Si le rapprochement et la coopération entre Belgrade et Zagreb s'intensifient, c'est le cas depuis quelque temps déjà entre la Serbie et la Macédoine. Même la sécession du Monténégro de la Serbie n’a pas affaibli les liens traditionnels entre Belgrade et Podgorica. Parmi les pays de l’ex-Yougoslavie, les relations les plus conflictuelles, axées sur la question frontalière, divisent encore la Croatie et la Slovénie et ont longtemps bloqué les négociations sur l’adhésion de Zagreb à l'Union européenne. "Vous devez coopérer", affirment clairement les diplomates européens lors des entretiens bilatéraux avec les dirigeants de la région. Sans cela, pas d'accession à l’Union.

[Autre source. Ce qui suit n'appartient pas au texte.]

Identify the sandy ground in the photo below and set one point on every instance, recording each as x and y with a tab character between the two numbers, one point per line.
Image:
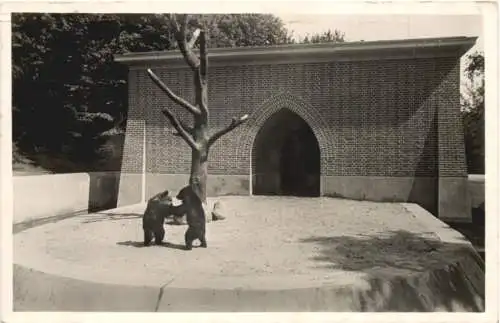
270	237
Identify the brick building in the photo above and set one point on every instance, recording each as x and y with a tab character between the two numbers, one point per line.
364	120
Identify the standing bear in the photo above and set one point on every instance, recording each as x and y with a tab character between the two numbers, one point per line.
195	217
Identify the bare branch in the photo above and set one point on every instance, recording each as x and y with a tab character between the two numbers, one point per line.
193	39
178	126
186	127
234	123
203	55
188	106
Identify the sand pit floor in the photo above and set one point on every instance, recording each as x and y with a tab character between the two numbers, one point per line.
265	242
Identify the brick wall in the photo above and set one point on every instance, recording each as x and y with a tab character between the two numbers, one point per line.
371	118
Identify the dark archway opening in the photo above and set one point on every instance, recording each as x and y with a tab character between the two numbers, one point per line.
286	157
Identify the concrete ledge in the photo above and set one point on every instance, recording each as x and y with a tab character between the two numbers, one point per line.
42	196
56	293
474	267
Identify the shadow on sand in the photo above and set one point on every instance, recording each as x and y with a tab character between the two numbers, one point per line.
140	244
431	280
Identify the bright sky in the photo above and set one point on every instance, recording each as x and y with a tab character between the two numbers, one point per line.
385	27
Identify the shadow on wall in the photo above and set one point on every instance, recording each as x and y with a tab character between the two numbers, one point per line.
103	190
104	185
425	188
419	288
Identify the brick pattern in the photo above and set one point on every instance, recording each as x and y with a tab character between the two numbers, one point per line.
133	142
371	118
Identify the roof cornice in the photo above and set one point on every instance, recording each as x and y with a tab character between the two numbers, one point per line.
372	50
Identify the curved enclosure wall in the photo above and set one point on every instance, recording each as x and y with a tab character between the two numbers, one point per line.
386	129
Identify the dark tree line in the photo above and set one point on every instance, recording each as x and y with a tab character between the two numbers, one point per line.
70	97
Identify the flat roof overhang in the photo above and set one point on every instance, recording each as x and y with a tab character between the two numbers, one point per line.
310	53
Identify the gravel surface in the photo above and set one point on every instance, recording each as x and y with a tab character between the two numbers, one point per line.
262	236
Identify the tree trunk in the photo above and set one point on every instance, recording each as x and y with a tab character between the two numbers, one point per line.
199	173
197	137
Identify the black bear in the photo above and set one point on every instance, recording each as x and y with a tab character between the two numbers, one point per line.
195	217
157	209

Dans le domaine culturel en revanche, tout est d’ores et déjà possible. Même au temps des horreurs et des ravages de la guerre, les habitants de l’ex-Yougoslavie écoutaient la même musique. Svetlana "Ceca" Ražnatović, méga star serbe du turbofolk (un mixte des motifs musicaux explosifs des Balkans) et veuve du criminel de guerre Zeljko "Arkan" Ražnatović, est l’exemple le plus curieux de cette tendance. En Bosnie, des centaines de milliers de disques de Ceca ont été vendu au moment où la milice d’Arkan commettait les pires atrocités.

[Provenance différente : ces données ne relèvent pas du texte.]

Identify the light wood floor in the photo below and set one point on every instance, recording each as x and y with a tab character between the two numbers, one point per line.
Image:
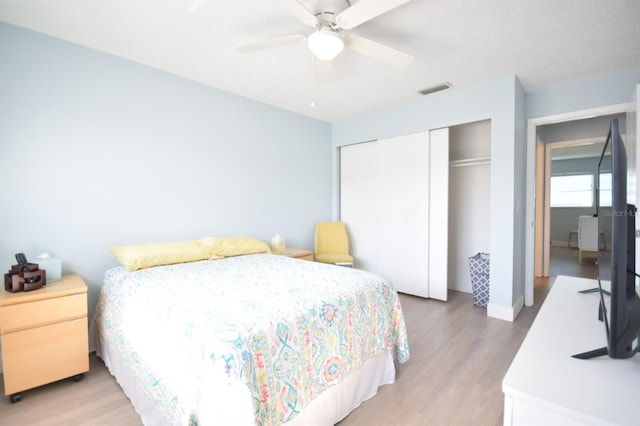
458	359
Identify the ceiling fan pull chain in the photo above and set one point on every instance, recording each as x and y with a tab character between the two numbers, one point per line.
313	84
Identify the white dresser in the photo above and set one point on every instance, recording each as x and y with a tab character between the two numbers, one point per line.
546	386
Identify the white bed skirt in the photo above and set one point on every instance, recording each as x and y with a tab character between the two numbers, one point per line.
327	409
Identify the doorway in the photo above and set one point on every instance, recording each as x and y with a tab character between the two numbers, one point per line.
538	246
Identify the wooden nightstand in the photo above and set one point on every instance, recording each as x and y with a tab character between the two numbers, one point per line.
44	335
297	253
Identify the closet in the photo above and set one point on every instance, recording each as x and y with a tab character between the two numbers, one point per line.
469	206
393	198
417	206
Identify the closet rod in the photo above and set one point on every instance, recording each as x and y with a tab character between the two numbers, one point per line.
470	162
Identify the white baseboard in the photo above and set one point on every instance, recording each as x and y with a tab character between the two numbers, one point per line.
505	313
565	243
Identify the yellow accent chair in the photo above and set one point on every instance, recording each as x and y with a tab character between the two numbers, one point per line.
332	243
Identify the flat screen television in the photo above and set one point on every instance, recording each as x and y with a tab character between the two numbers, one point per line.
622	321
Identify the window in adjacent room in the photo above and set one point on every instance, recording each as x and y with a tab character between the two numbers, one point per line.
574	190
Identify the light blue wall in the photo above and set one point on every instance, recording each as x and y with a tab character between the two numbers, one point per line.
608	89
96	151
501	101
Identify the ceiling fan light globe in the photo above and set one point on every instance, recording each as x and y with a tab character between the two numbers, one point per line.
325	44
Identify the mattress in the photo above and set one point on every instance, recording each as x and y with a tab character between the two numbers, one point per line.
255	339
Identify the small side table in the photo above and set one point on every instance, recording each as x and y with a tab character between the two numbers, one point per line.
297	253
44	335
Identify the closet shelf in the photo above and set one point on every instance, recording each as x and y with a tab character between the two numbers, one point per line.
470	162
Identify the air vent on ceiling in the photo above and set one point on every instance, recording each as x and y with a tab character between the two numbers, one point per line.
436	88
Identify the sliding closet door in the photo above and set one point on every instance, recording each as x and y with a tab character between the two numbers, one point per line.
385	202
438	213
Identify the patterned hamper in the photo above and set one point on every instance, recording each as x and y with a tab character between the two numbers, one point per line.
479	268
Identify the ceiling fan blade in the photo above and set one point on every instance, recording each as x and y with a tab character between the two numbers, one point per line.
365	10
268	44
299	11
378	51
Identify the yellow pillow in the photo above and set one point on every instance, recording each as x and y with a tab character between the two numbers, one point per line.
232	246
141	256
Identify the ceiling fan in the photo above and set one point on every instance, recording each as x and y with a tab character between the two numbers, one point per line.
329	19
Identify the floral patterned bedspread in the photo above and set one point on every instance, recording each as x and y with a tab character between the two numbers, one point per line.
248	339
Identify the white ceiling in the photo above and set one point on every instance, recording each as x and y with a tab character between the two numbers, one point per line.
543	42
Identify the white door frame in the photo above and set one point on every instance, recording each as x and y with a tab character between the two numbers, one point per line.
532	125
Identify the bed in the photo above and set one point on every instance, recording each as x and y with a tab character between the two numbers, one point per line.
257	339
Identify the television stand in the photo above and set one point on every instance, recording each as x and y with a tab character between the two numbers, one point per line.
594	290
546	386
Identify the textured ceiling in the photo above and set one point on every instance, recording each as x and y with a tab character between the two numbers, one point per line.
543	42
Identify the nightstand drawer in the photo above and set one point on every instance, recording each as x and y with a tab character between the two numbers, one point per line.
25	315
44	354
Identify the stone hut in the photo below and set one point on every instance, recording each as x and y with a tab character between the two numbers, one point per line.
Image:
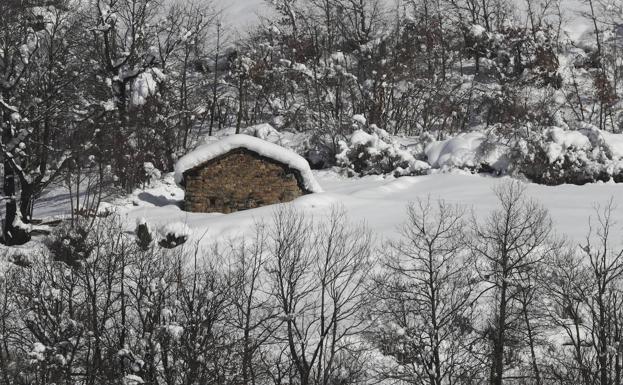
242	172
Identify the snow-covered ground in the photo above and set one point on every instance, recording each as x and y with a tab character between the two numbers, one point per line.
378	201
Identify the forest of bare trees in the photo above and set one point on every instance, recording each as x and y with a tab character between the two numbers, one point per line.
92	90
97	94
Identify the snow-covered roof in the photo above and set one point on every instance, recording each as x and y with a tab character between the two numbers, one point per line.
207	152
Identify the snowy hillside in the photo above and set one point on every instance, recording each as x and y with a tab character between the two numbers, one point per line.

Les ex-Yougoslaves ensemble à table

Goran Bregović est un autre symbole, bien moins controversé, de cette réconciliation. Né à Sarajevo ce serbo-croate qui a épousé une musulmane bosniaque a été pendant les années glorieuses de la Yougoslavie le leader du célèbre groupe Bijelo Dugme ("bouton blanc"). Il y a quelques années, les musiciens se sont remis ensemble au sein de l'Orchestre des mariages et enterrements, et ont effectué une tournée triomphale dans toutes les ex-républiques.

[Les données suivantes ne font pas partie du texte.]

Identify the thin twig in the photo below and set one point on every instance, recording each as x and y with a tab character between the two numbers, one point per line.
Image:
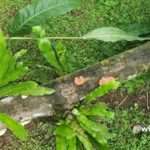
147	100
50	38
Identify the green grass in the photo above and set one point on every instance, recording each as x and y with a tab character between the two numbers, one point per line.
124	138
91	15
121	127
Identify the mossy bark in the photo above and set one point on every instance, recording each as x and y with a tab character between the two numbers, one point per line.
131	62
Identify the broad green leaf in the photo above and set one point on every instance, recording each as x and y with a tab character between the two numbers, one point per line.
72	143
20	53
64	132
83	138
98	131
10	69
100	110
38	12
24	88
47	51
102	90
61	143
112	34
17	129
137	29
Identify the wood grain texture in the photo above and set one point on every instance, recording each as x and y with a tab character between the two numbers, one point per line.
128	63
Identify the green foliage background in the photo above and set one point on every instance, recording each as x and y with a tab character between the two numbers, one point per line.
92	14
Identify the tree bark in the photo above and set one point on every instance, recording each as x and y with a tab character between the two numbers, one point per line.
128	63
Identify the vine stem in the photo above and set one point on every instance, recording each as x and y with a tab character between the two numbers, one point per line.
50	38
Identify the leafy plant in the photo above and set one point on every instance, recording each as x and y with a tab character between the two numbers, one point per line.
38	12
112	34
55	54
82	128
17	129
10	71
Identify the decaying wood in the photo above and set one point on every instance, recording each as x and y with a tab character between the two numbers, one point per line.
131	62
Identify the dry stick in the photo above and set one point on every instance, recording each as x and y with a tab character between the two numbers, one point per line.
136	60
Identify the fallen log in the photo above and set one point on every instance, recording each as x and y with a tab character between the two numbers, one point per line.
128	63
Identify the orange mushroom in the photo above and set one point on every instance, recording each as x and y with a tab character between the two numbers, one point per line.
80	80
105	80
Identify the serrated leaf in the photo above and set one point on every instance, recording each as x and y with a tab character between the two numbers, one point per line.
10	69
38	12
17	129
64	131
100	110
72	143
102	90
68	135
24	88
47	51
83	138
61	143
112	34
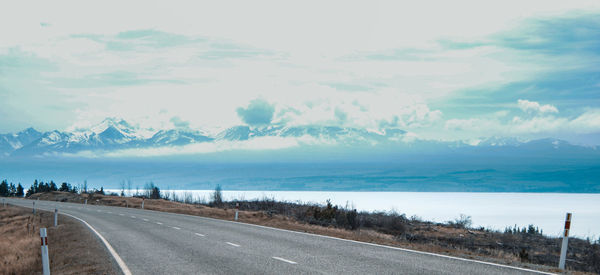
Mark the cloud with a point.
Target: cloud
(258, 113)
(537, 126)
(179, 123)
(535, 107)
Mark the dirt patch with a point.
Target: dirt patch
(73, 249)
(534, 251)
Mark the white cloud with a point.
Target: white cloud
(528, 127)
(535, 107)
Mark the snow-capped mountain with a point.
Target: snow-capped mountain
(348, 136)
(177, 137)
(11, 142)
(116, 134)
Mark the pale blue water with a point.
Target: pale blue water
(490, 210)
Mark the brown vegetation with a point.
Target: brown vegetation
(73, 249)
(526, 248)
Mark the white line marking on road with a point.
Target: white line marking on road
(365, 243)
(112, 251)
(284, 260)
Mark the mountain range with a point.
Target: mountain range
(117, 134)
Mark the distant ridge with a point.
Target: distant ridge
(117, 134)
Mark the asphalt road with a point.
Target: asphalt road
(151, 242)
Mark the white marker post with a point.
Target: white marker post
(45, 260)
(237, 209)
(55, 217)
(563, 248)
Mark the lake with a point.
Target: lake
(490, 210)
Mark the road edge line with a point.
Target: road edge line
(365, 243)
(112, 251)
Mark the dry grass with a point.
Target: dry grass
(427, 237)
(72, 247)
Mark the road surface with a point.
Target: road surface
(151, 242)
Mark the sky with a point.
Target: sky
(444, 70)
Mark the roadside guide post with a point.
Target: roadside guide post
(45, 260)
(237, 209)
(565, 243)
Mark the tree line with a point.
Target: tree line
(10, 190)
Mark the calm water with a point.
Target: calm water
(492, 210)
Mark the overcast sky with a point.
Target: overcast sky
(441, 70)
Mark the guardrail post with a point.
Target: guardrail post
(55, 217)
(565, 243)
(45, 259)
(237, 209)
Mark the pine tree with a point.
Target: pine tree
(12, 190)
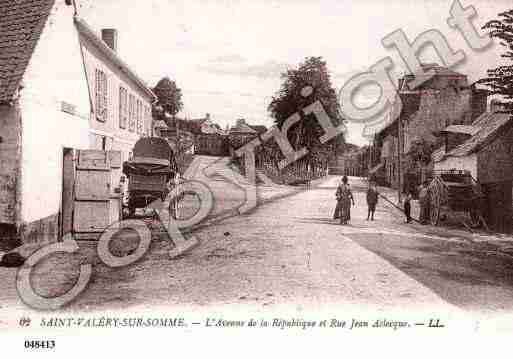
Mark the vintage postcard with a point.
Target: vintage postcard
(180, 174)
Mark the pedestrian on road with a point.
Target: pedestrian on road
(424, 203)
(344, 200)
(372, 200)
(407, 207)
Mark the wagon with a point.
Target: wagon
(456, 191)
(149, 172)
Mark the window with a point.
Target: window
(131, 113)
(123, 107)
(101, 95)
(139, 117)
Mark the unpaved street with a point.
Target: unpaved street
(290, 252)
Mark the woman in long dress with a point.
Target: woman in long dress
(344, 201)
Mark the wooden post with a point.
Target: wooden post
(399, 159)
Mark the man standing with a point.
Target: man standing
(372, 200)
(424, 203)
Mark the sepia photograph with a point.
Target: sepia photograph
(262, 168)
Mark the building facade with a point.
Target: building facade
(121, 102)
(50, 101)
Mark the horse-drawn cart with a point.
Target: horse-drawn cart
(456, 191)
(149, 172)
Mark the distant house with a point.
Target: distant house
(61, 87)
(485, 149)
(445, 99)
(241, 133)
(121, 100)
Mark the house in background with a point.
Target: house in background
(61, 87)
(445, 99)
(44, 107)
(485, 149)
(121, 101)
(240, 134)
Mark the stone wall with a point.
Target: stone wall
(495, 161)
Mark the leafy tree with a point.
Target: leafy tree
(500, 79)
(288, 100)
(169, 96)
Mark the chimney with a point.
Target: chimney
(110, 37)
(496, 106)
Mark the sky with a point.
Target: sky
(227, 55)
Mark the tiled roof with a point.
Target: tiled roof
(21, 25)
(491, 125)
(242, 127)
(464, 129)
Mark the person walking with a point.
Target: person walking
(407, 207)
(344, 200)
(372, 201)
(424, 203)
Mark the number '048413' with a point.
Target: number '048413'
(39, 344)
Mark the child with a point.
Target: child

Le festival culturel EXIT de Novi Sad en Serbie réunit, quant à lui, chaque année des milliers de jeunes de toute l'ex-Yougoslavie. C’est finalement à l'étranger que cette familiarité est la plus visible. A Bruxelles, à Paris, ou à Varsovie les restaurants balkaniques réunissent tous les ex-Yougoslaves. A Bruxelles, lors des conférences de presse, les journalistes des pays de l’ancienne Yougoslavie se tiennent toujours ensemble. Même s'il semble encore quelque peu hypothétique, le chemin vers la réconciliation "ex-yougoslave" passe par l’Europe.

SERBIE-KOSOVO

Le rapprochement entre communautés avance à tout petits pas

Le chemin vers la réconciliation des peuples de l’ex-Yougoslavie semble encore être long, à en croire Trouw. Le quotidien néerlandais a interviewé deux étudiants - l’un Kosovar, l’autre Serbe - et conclu que, malgré leur volonté de se rapprocher, ils ont "des opinions très divergentes sur des sujets sensibles comme le nationalisme, la guerre du Kosovo et les crimes contre l'humanité commis en ex-Yougoslavie". Le Serbe Naim Leo Besiri (22 ans) et le Kosovar albanais Vigan Limani (18 ans) participent à un programme néerlandais d’échange qui a pour but de favoriser l’entente entre les deux communautés et de transmettre des connaissances sur leur histoire mutuelle et sur l’Europe. Vigan explique qu’il participe au programme parce qu’il voulait savoir quelle est "l’attitude des jeunes serbes de son âge par rapport au Kosovo", car, dit-il, "au final, nous ne savons rien les uns des autres. Mais qu’on le veuille ou non, nous avons bel et bien une histoire commune". Naim quant à lui, souhaite à son tour "ouvrir une brèche dans le nationalisme qui endoctrine les élèves" serbes dans les écoles, pour que ceux-ci "posent des questions critiques à leurs enseignants et leurs parents".